The term workforce housing can mean different things to different groups, and cities across the state are wrestling with how to define it. But if MRA can accelerate a new program around these homes using the tax increase as a catapult, it could help spark a new development tool.
“In the last legislative session, a change was made to the definition of infrastructure in the urban renewal section of the law,” said Annie Gorski, deputy director of the MRA. “We’ve been working since the spring to figure out some things.”
Among the questions, Gorski said the MRA is exploring how other cities in the state that use urban renewal districts are approaching redefining workforce housing as a form of infrastructure.
At the same time, MRA met with the city’s housing office, lenders, developers and other stakeholders to understand what the needs are and how a new program could meet while complying with state law.
“If we were to develop policy and program options, specifically a new grant program where we could invest directly in workforce housing, what would be most beneficial? said Gorsky. “Which programs are simple to administer and flexible, knowing that the needs of a small project may be different from those of a large project, and projects for rent and for sale will need a tool that can be flexible to both types of projects.
MRA has a long history of investing in affordable, market-priced housing. Although this investment is not directly earmarked for housing development, it can be used to fund infrastructure needed for development.
More recently, this has included road and infrastructure works in the Scott Street neighborhood, where several housing projects are underway.
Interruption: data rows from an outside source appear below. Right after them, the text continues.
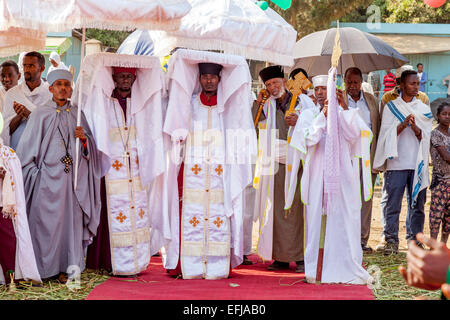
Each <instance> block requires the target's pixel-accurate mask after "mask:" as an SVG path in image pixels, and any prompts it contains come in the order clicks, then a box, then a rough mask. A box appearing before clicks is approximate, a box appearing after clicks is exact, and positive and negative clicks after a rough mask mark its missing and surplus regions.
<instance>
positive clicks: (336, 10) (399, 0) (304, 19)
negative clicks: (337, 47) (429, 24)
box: [269, 0, 450, 39]
mask: <svg viewBox="0 0 450 320" xmlns="http://www.w3.org/2000/svg"><path fill="white" fill-rule="evenodd" d="M269 5H270V7H271V8H273V9H274V10H275V11H276V12H278V13H279V14H280V15H281V16H282V17H283V18H284V19H285V20H286V21H287V22H288V23H290V24H291V25H292V26H293V27H294V28H295V29H296V30H297V32H298V38H299V39H300V38H301V37H303V36H305V35H307V34H309V33H312V32H316V31H320V30H324V29H328V28H330V23H331V22H332V21H336V20H339V21H341V22H366V21H368V18H369V16H370V15H372V14H373V12H367V8H368V7H369V6H370V5H376V6H378V7H379V8H380V14H381V17H380V20H381V21H380V22H387V23H450V2H449V1H447V2H446V4H444V5H443V6H441V7H440V8H431V7H430V6H428V5H427V4H425V3H424V2H423V0H293V1H292V5H291V7H290V8H289V9H287V10H285V11H284V10H282V9H280V8H279V7H278V6H276V5H274V4H273V3H271V2H269Z"/></svg>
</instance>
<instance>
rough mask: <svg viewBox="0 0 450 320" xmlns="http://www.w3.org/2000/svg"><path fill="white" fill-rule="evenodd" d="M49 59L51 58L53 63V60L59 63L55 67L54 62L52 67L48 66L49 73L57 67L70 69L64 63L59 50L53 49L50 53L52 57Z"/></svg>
mask: <svg viewBox="0 0 450 320" xmlns="http://www.w3.org/2000/svg"><path fill="white" fill-rule="evenodd" d="M48 59H49V61H50V63H51V60H53V61H55V62H56V63H57V64H58V66H57V67H54V66H53V64H51V65H50V67H49V68H48V72H47V74H49V73H50V72H52V71H53V70H56V69H64V70H69V68H67V66H66V65H65V64H64V62H62V61H61V57H60V56H59V54H58V53H57V52H55V51H52V52H51V53H50V57H49V58H48Z"/></svg>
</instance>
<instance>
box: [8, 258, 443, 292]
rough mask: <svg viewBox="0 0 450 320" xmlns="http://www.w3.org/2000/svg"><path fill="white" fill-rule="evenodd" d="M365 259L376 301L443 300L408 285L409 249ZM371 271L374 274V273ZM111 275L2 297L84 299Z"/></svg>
mask: <svg viewBox="0 0 450 320" xmlns="http://www.w3.org/2000/svg"><path fill="white" fill-rule="evenodd" d="M363 262H364V265H365V267H366V268H371V267H372V268H375V270H379V273H378V274H379V280H380V281H379V283H378V285H377V284H376V285H375V286H374V287H373V288H372V289H373V294H374V297H375V299H376V300H413V299H414V298H416V297H424V298H426V299H430V300H438V299H440V295H441V292H440V290H437V291H426V290H421V289H416V288H412V287H409V286H407V285H406V283H405V281H404V280H403V278H402V276H401V275H400V273H399V272H398V270H397V269H398V266H400V265H404V266H406V265H407V263H406V253H405V252H400V253H399V254H398V255H390V256H384V255H383V254H382V253H378V252H376V253H373V254H366V255H364V258H363ZM371 274H372V276H374V274H373V272H372V273H371ZM108 278H109V276H107V275H105V274H102V273H99V272H88V271H85V272H83V273H82V274H81V281H80V286H81V288H80V289H72V290H71V289H69V288H68V287H67V286H66V285H64V284H60V283H59V282H58V281H57V280H51V281H45V282H44V284H43V286H42V287H40V288H36V287H31V286H25V287H24V288H22V289H19V288H17V289H16V291H15V292H10V291H9V290H8V288H7V287H6V286H0V300H84V299H86V297H87V296H88V294H89V293H90V292H91V291H92V290H93V289H94V288H95V287H96V286H97V285H99V284H101V283H102V282H104V281H106V280H107V279H108Z"/></svg>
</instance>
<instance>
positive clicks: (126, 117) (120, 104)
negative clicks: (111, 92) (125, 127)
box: [112, 90, 131, 121]
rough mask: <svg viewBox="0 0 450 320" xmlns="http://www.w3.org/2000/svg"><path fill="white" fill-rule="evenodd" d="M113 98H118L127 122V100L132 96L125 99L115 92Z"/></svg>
mask: <svg viewBox="0 0 450 320" xmlns="http://www.w3.org/2000/svg"><path fill="white" fill-rule="evenodd" d="M112 96H113V98H116V99H117V101H119V104H120V106H121V107H122V110H123V115H124V117H125V121H127V98H131V94H130V95H128V96H127V97H125V98H123V97H122V96H121V95H120V94H119V93H118V92H117V91H116V90H114V91H113V94H112Z"/></svg>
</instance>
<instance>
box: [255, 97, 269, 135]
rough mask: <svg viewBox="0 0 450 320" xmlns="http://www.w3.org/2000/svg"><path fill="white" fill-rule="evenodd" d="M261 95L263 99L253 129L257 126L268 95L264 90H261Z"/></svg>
mask: <svg viewBox="0 0 450 320" xmlns="http://www.w3.org/2000/svg"><path fill="white" fill-rule="evenodd" d="M261 92H262V94H263V98H262V100H261V102H260V103H259V108H258V113H256V118H255V128H256V127H257V126H258V122H259V118H260V117H261V112H262V108H263V107H264V104H265V103H266V100H267V98H269V93H268V92H267V91H266V90H264V89H263V90H261Z"/></svg>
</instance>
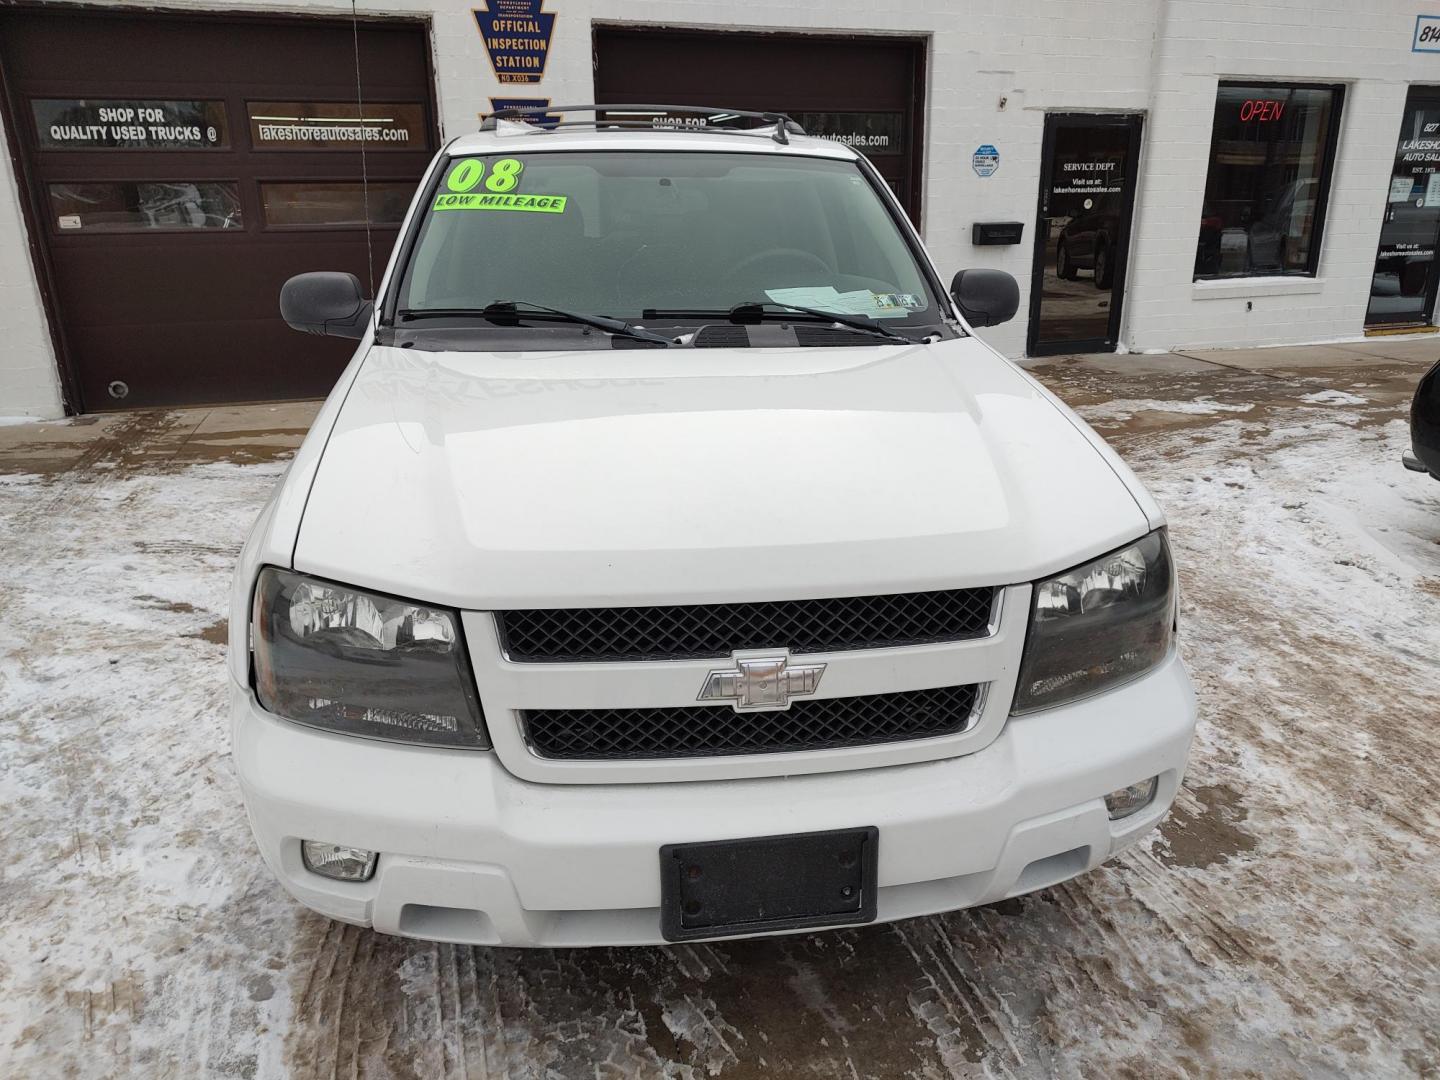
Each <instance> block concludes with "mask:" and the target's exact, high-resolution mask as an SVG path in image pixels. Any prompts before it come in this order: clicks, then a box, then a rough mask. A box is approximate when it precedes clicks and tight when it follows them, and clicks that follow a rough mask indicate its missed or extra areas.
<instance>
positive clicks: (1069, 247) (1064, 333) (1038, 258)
mask: <svg viewBox="0 0 1440 1080" xmlns="http://www.w3.org/2000/svg"><path fill="white" fill-rule="evenodd" d="M1139 154H1140V118H1139V117H1112V115H1090V114H1051V115H1048V117H1045V141H1044V154H1043V158H1041V170H1040V220H1038V228H1037V229H1035V261H1034V271H1032V278H1031V288H1030V336H1028V347H1027V351H1028V353H1030V356H1053V354H1056V353H1113V351H1115V343H1116V340H1119V333H1120V301H1122V298H1123V297H1125V265H1126V256H1128V255H1129V246H1130V212H1132V209H1133V204H1135V176H1136V167H1138V163H1139Z"/></svg>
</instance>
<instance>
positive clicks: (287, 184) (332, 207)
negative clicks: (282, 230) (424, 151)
mask: <svg viewBox="0 0 1440 1080" xmlns="http://www.w3.org/2000/svg"><path fill="white" fill-rule="evenodd" d="M413 194H415V184H413V183H410V181H409V180H372V181H370V184H369V196H370V199H369V203H370V215H369V222H370V225H399V223H400V222H402V220H403V219H405V212H406V209H409V206H410V196H413ZM261 203H262V204H264V207H265V223H266V225H269V226H279V228H317V226H321V228H336V226H347V225H364V223H366V184H361V183H360V181H359V180H354V181H351V180H312V181H311V180H307V181H298V183H278V181H276V183H271V181H264V183H261Z"/></svg>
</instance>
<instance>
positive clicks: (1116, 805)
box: [1104, 776, 1159, 821]
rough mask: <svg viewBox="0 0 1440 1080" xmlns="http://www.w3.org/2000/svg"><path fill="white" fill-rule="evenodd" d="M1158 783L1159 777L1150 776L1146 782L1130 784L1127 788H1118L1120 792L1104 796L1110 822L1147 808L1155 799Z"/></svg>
mask: <svg viewBox="0 0 1440 1080" xmlns="http://www.w3.org/2000/svg"><path fill="white" fill-rule="evenodd" d="M1158 782H1159V776H1151V779H1148V780H1140V782H1139V783H1132V785H1130V786H1129V788H1120V791H1113V792H1110V793H1109V795H1106V796H1104V808H1106V809H1107V811H1110V821H1119V819H1120V818H1128V816H1130V815H1132V814H1138V812H1139V811H1142V809H1145V808H1146V806H1149V805H1151V801H1153V799H1155V788H1156V785H1158Z"/></svg>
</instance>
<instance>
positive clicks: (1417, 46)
mask: <svg viewBox="0 0 1440 1080" xmlns="http://www.w3.org/2000/svg"><path fill="white" fill-rule="evenodd" d="M1410 52H1440V14H1417V16H1416V37H1414V40H1413V42H1411V43H1410Z"/></svg>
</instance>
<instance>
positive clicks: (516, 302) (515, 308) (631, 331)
mask: <svg viewBox="0 0 1440 1080" xmlns="http://www.w3.org/2000/svg"><path fill="white" fill-rule="evenodd" d="M520 308H528V310H530V311H521V310H520ZM531 311H533V312H544V315H553V317H556V318H560V320H564V321H566V323H579V324H580V325H585V327H595V328H596V330H608V331H609V333H612V334H622V336H625V337H632V338H635V340H636V341H649V343H651V344H657V346H668V344H670V343H671V341H670V338H668V337H665V336H664V334H657V333H654V331H651V330H645V328H644V327H634V325H631V324H629V323H626V321H625V320H624V318H611V317H609V315H590V314H588V312H585V311H566V310H564V308H552V307H547V305H544V304H533V302H531V301H528V300H497V301H492V302H490V304H487V305H485V307H482V308H418V310H406V311H400V312H399V317H400V318H402V320H405V321H410V320H415V318H456V317H465V315H469V317H474V318H485V320H490V321H492V323H505V321H511V320H518V318H524V317H528V315H530V312H531Z"/></svg>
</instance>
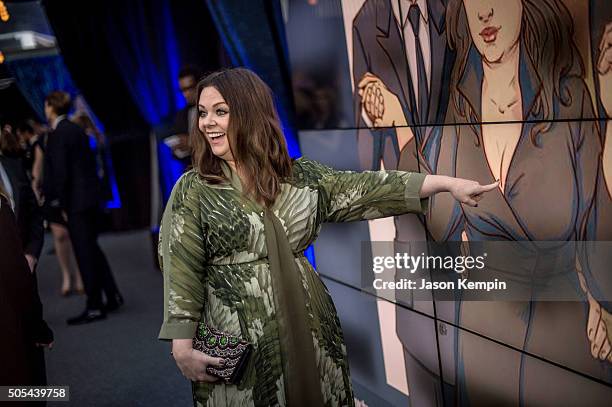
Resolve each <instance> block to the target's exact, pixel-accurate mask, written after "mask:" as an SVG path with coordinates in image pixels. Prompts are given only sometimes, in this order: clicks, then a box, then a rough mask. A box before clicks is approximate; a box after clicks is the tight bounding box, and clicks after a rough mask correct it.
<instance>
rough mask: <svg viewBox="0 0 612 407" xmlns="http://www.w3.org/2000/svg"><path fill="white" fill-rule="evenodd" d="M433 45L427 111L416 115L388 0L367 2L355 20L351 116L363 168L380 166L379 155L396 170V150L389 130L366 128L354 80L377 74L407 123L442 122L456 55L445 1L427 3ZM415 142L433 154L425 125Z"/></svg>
mask: <svg viewBox="0 0 612 407" xmlns="http://www.w3.org/2000/svg"><path fill="white" fill-rule="evenodd" d="M427 7H428V14H429V22H430V24H429V35H430V49H431V76H430V83H431V86H430V91H429V109H428V114H427V117H423V118H420V117H419V116H418V113H417V109H416V108H415V106H416V103H417V101H416V100H415V96H414V90H413V88H414V86H416V84H413V83H412V81H411V78H410V70H409V67H408V61H407V58H406V48H405V46H404V43H403V40H402V34H401V32H400V27H398V25H397V22H396V20H395V16H394V13H393V8H392V6H391V0H366V2H365V3H364V5H363V6H362V8H361V9H360V10H359V12H358V13H357V16H356V17H355V19H354V20H353V80H354V84H355V90H354V95H355V96H354V100H355V108H354V111H355V119H356V125H357V127H358V128H360V129H361V130H360V131H359V133H358V139H359V144H360V155H361V157H360V159H361V164H362V167H363V168H364V169H370V168H371V169H378V168H379V162H380V160H381V159H382V160H383V162H384V164H385V168H386V169H396V168H397V164H398V160H399V153H400V152H399V149H398V145H397V141H396V137H395V131H394V130H393V129H390V130H389V129H387V130H367V129H365V127H367V123H366V122H365V121H364V120H363V118H362V116H361V98H360V97H359V96H358V93H357V84H358V83H359V81H360V80H361V78H362V77H363V75H364V74H365V73H366V72H370V73H372V74H374V75H376V76H377V77H378V78H380V79H381V80H382V81H383V83H384V84H385V85H386V86H387V88H388V89H389V90H390V91H391V92H393V93H394V94H395V95H397V97H398V98H399V101H400V104H401V105H402V108H403V110H404V116H405V117H406V119H407V120H406V121H407V122H408V124H409V125H416V124H434V123H437V124H440V123H443V121H444V116H445V112H446V107H447V105H448V86H447V84H448V78H449V77H450V70H451V68H452V65H453V61H454V53H453V52H452V51H450V49H449V48H448V46H447V43H446V31H445V17H446V1H444V0H429V1H427ZM415 136H416V137H417V142H418V145H419V146H420V147H421V148H422V149H427V150H428V151H429V150H431V151H432V152H435V150H436V146H435V144H436V141H435V140H432V139H431V131H430V129H429V128H427V129H423V131H420V130H419V131H416V132H415Z"/></svg>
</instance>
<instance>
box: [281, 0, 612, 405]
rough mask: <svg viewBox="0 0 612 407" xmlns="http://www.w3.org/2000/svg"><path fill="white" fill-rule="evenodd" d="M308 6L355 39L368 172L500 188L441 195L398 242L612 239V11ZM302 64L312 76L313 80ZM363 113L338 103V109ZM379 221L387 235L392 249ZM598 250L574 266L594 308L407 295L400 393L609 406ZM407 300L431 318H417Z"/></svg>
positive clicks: (580, 241) (575, 305)
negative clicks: (553, 387) (444, 300)
mask: <svg viewBox="0 0 612 407" xmlns="http://www.w3.org/2000/svg"><path fill="white" fill-rule="evenodd" d="M297 3H300V4H302V3H306V2H305V1H303V2H299V1H297V0H295V1H289V2H288V4H289V10H291V8H292V5H294V4H297ZM308 3H309V4H310V3H312V4H311V7H312V8H313V10H314V9H317V7H318V8H320V9H319V14H317V12H316V11H315V12H313V14H312V17H311V18H312V19H318V18H321V15H324V16H325V18H327V19H331V18H334V19H335V20H334V21H336V23H338V22H339V23H341V24H343V25H344V34H345V36H344V38H335V39H334V40H337V41H338V43H342V44H344V45H345V47H344V48H343V46H339V52H345V55H346V59H347V61H348V62H347V63H346V65H348V69H346V72H345V75H346V77H348V78H349V79H350V83H351V87H350V89H347V87H346V86H339V87H335V88H334V89H335V92H337V93H339V94H338V95H335V96H334V99H335V100H344V99H345V98H346V93H347V92H350V94H351V96H352V102H353V103H352V107H351V108H352V115H353V116H352V117H353V124H352V125H350V126H349V125H347V124H346V121H344V122H340V121H337V122H336V124H335V127H334V126H328V127H326V128H327V129H330V130H331V129H332V128H350V127H352V128H353V129H354V130H353V131H354V135H355V137H356V142H357V145H358V151H359V152H358V155H359V157H358V159H359V162H360V165H361V168H362V169H380V168H385V169H400V170H407V171H418V172H423V173H428V174H440V175H451V176H457V177H461V178H469V179H474V180H477V181H479V182H480V183H482V184H488V183H491V182H494V181H499V189H498V190H497V191H494V192H493V193H491V194H489V195H487V196H485V198H483V200H482V201H480V202H479V205H478V207H468V206H464V205H460V204H458V203H456V202H455V201H453V200H452V199H451V198H450V196H449V195H448V194H446V195H445V194H442V195H438V196H436V197H435V198H434V199H431V200H430V207H429V211H428V213H427V215H426V216H424V217H418V216H415V215H406V216H402V217H398V218H396V219H395V220H394V222H393V225H392V226H389V225H388V224H385V225H386V226H384V228H386V229H385V230H386V232H385V233H386V236H387V237H388V238H389V240H395V241H396V242H398V243H401V242H410V241H415V240H430V241H435V242H445V241H464V242H466V243H467V244H468V247H469V243H470V242H480V241H534V242H537V241H551V242H552V241H554V242H590V241H612V134H611V133H612V126H610V125H609V123H610V120H611V119H612V3H610V2H609V1H606V0H590V1H581V0H343V1H339V0H337V1H336V0H334V1H332V0H327V1H319V2H308ZM302 7H304V6H303V5H302ZM321 10H325V11H326V13H322V11H321ZM321 13H322V14H321ZM287 24H288V25H290V24H291V19H290V18H289V20H288V21H287ZM302 29H303V27H302ZM300 41H302V42H303V41H308V39H304V38H302V39H299V40H297V39H296V38H292V37H291V36H288V45H289V52H290V54H296V53H297V54H299V53H300ZM302 49H303V47H302ZM309 49H310V50H311V52H314V51H312V50H313V49H314V50H316V47H313V46H310V47H309ZM315 54H316V53H315ZM315 54H312V55H310V56H311V58H312V61H316V62H310V63H311V64H312V63H316V64H319V65H320V67H321V69H323V68H324V64H325V59H324V58H317V55H315ZM301 58H302V59H305V58H306V56H305V55H302V56H301ZM292 69H293V70H294V71H293V72H294V79H295V77H296V75H295V72H297V71H299V72H300V75H303V73H304V70H300V68H299V67H295V66H292ZM300 80H302V81H303V76H300ZM340 93H341V94H340ZM346 109H347V107H346V106H345V105H341V104H337V105H336V110H337V111H338V112H340V111H342V112H345V111H346ZM343 114H344V116H343V117H346V114H345V113H343ZM331 122H333V121H331ZM312 158H315V159H316V157H312ZM377 227H378V226H376V224H374V226H371V228H370V231H371V235H373V236H374V235H375V236H377V238H379V239H380V236H383V235H384V234H383V235H381V234H375V233H378V231H380V229H376V228H377ZM577 246H580V245H577ZM585 247H587V249H584V250H576V254H575V259H572V261H574V262H575V269H576V270H575V281H574V284H575V289H576V292H577V293H578V294H577V295H579V296H581V298H582V299H583V301H565V302H542V301H537V299H534V300H532V301H522V302H520V301H516V302H514V303H508V302H495V301H490V302H482V301H480V302H476V301H474V302H470V301H463V302H462V301H459V300H457V301H456V302H448V301H446V302H444V303H442V302H439V303H434V302H433V301H431V302H430V304H421V305H419V304H416V303H414V302H413V301H412V299H411V298H405V297H403V298H402V297H401V296H402V295H405V294H399V293H398V297H397V298H396V304H401V309H400V305H395V310H393V309H391V310H390V309H389V307H388V306H385V307H381V306H378V314H379V318H380V321H381V323H380V325H381V336H389V337H393V338H396V339H397V340H396V342H397V344H399V345H397V346H401V347H402V349H403V354H404V355H403V356H404V365H405V378H406V381H407V387H406V390H403V388H402V386H401V385H398V384H396V383H397V380H396V379H395V378H390V376H389V375H391V373H388V377H387V379H388V383H390V384H391V382H393V383H395V384H393V387H394V388H396V389H398V390H400V391H402V392H404V391H405V392H407V393H408V394H409V396H410V403H411V405H413V406H420V405H423V406H430V405H491V404H496V403H499V402H500V401H502V402H504V403H506V404H509V405H519V404H522V405H541V404H555V403H558V402H559V401H561V402H562V401H563V400H566V401H568V400H575V398H573V397H575V395H576V394H580V395H581V398H580V402H581V403H582V404H588V405H605V404H606V403H609V400H611V399H612V314H611V313H612V301H611V300H612V273H610V266H609V265H610V264H612V254H611V253H609V252H608V253H601V250H600V251H597V250H595V249H593V246H585ZM322 261H325V260H324V259H318V263H321V262H322ZM496 266H497V267H501V268H502V269H503V267H504V265H496ZM505 271H506V272H507V273H508V274H509V275H513V277H514V278H517V279H521V278H526V276H525V275H521V274H520V273H518V272H517V271H516V270H505ZM555 271H556V270H555V265H554V264H538V265H536V266H534V268H533V269H532V270H529V271H528V272H529V273H536V272H537V273H544V274H546V273H550V274H551V275H552V274H554V273H555ZM423 303H426V302H423ZM407 304H408V305H407ZM406 306H408V307H412V309H414V310H417V311H419V312H418V314H417V313H414V312H413V313H412V314H414V317H411V316H410V314H411V313H410V312H408V311H407V310H406V309H405V308H406ZM419 307H421V309H418V308H419ZM434 310H435V311H434ZM393 312H395V313H396V315H395V316H393V318H389V315H388V314H389V313H393ZM385 313H386V314H385ZM400 314H401V318H400ZM423 314H426V315H430V317H431V319H432V320H434V321H436V327H437V330H438V339H437V340H438V343H437V345H436V346H438V354H439V357H440V358H441V359H440V360H436V361H434V362H432V360H431V357H430V356H431V355H430V354H429V353H428V354H427V355H426V354H425V352H423V351H421V350H420V349H423V348H422V347H421V346H420V345H419V344H420V342H421V341H422V340H423V336H422V335H420V334H419V332H420V331H419V322H417V320H418V321H422V320H423V319H424V317H423ZM411 318H412V320H411ZM425 319H427V318H425ZM388 320H392V321H394V322H393V324H395V326H389V324H386V323H384V321H388ZM429 323H430V322H429V321H428V322H427V324H429ZM407 326H410V327H411V329H406V327H407ZM428 326H429V325H428ZM427 329H428V330H430V328H427ZM483 341H484V342H486V343H487V345H486V346H484V345H483ZM384 342H385V341H383V348H384V347H385V345H384ZM387 342H388V341H387ZM500 344H501V345H500ZM394 346H395V345H394ZM391 348H392V347H391V345H389V346H386V349H383V358H384V359H386V360H387V359H390V358H394V357H395V356H396V355H395V354H392V355H389V354H388V353H389V349H391ZM393 349H396V348H393ZM509 349H510V351H509ZM385 352H387V354H384V353H385ZM393 352H395V351H393ZM547 361H548V362H547ZM436 362H437V363H436ZM440 367H441V369H440ZM500 372H504V373H503V374H500ZM550 382H553V383H555V382H556V383H557V384H558V386H555V391H554V392H550V391H548V390H546V389H548V388H549V386H548V384H547V383H550Z"/></svg>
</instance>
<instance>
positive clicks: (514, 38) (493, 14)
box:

This direct investment in infrastructure, including utilities, can help reduce costs for the developer, with the savings passed on to the end user.
But the change in state law could allow MRA to invest directly in housing if it is considered infrastructure.
“If it’s a new grant program, it would be a set of guidelines for that grant program if they’re different from the infrastructure program we have now,” Gorski said. “We have ideas and concepts.”
The state of Montana is also working on housing issues, but Missoula may be ahead of the game given MRA’s investment in housing-related infrastructure and the city’s permanent housing policy. The latter was created by former Mayor John Engen several years ago and features a range of goals that have found their way into city operations and budgeting.
“I think it will be something that will go to city council as policy, and we will execute it,” MRA Director Ellen Buchanan said of any future policy recommendations. “But we really need to check that internally. We have an overview of the revenue from tax increases that are available. This must be at the forefront of any new policy.
Pending approval from city management, the MRA plans to establish a task force to formulate all proposed recommendations. The group will likely consist of bond attorneys, stakeholders, developers, housing experts and a member of city council.
“There are a lot of layers here, and a lot of definitions floating around, depending on what entity you’re talking to,” Buchanan said of the new law. “We need the cooperation of the mayor and the president of the city council. We’ll take the idea to them and see if a working group is something they want to do, or if they’d rather we take it on as a board.